Analytical Neural Network Forecasting Sales of the Garment and Textile Company and Business Intelligence
摘要
The garment industry, characterised by dynamic market trends and seasonal fluctuations, faces significant challenges in sales forecasting and inventory management. Traditional methods often fail to address the complexity and volatility inherent in the sector. This paper explores the application of Business Intelligence (BI) technology to improve sales prediction and inventory analysis in the garment industry.

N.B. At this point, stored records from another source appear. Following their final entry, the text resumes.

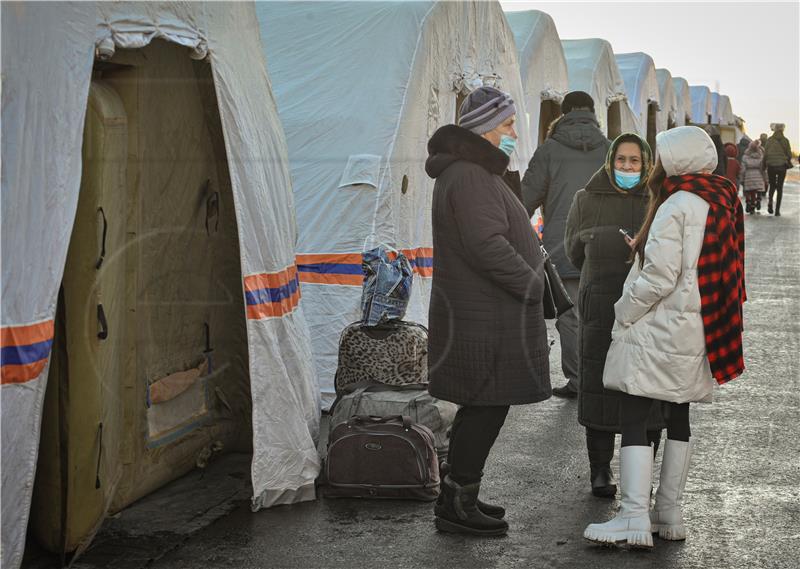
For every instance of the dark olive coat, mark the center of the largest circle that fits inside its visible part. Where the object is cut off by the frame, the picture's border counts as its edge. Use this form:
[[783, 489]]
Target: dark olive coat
[[487, 336], [594, 244]]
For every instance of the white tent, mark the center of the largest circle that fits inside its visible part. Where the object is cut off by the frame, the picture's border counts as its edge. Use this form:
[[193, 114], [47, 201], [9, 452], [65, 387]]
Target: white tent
[[683, 96], [48, 60], [357, 128], [721, 111], [593, 69], [544, 69], [641, 85], [701, 104], [668, 109]]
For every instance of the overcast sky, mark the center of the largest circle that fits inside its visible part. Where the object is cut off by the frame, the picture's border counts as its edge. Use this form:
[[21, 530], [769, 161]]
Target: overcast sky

By implementing progressive data analytics, machine learning algorithms, and real-time data processing, BI systems can provide more accurate forecasts and optimise inventory levels. The study shows how integrating BI tools can improve decision-making, reduce out-of-stock and overstock situations, and improve operational efficiency. Case studies from various garment companies highlight the practical benefits and tangible improvements achieved by implementing BI. Companies can better understand consumer spending patterns and preferences by analysing consumer data. This condition allows them to create product offerings that better suit the market's demands while reducing reliance on intuition-based forecasting. In addition, BI integration with existing supply chain management systems helps companies respond to changes in demand more quickly and efficiently, reduce lead times, and improve customer satisfaction. The improved responsiveness and prediction accuracy resulting from BI also contribute to operational sustainability, as companies can minimise waste and excessive use of resources.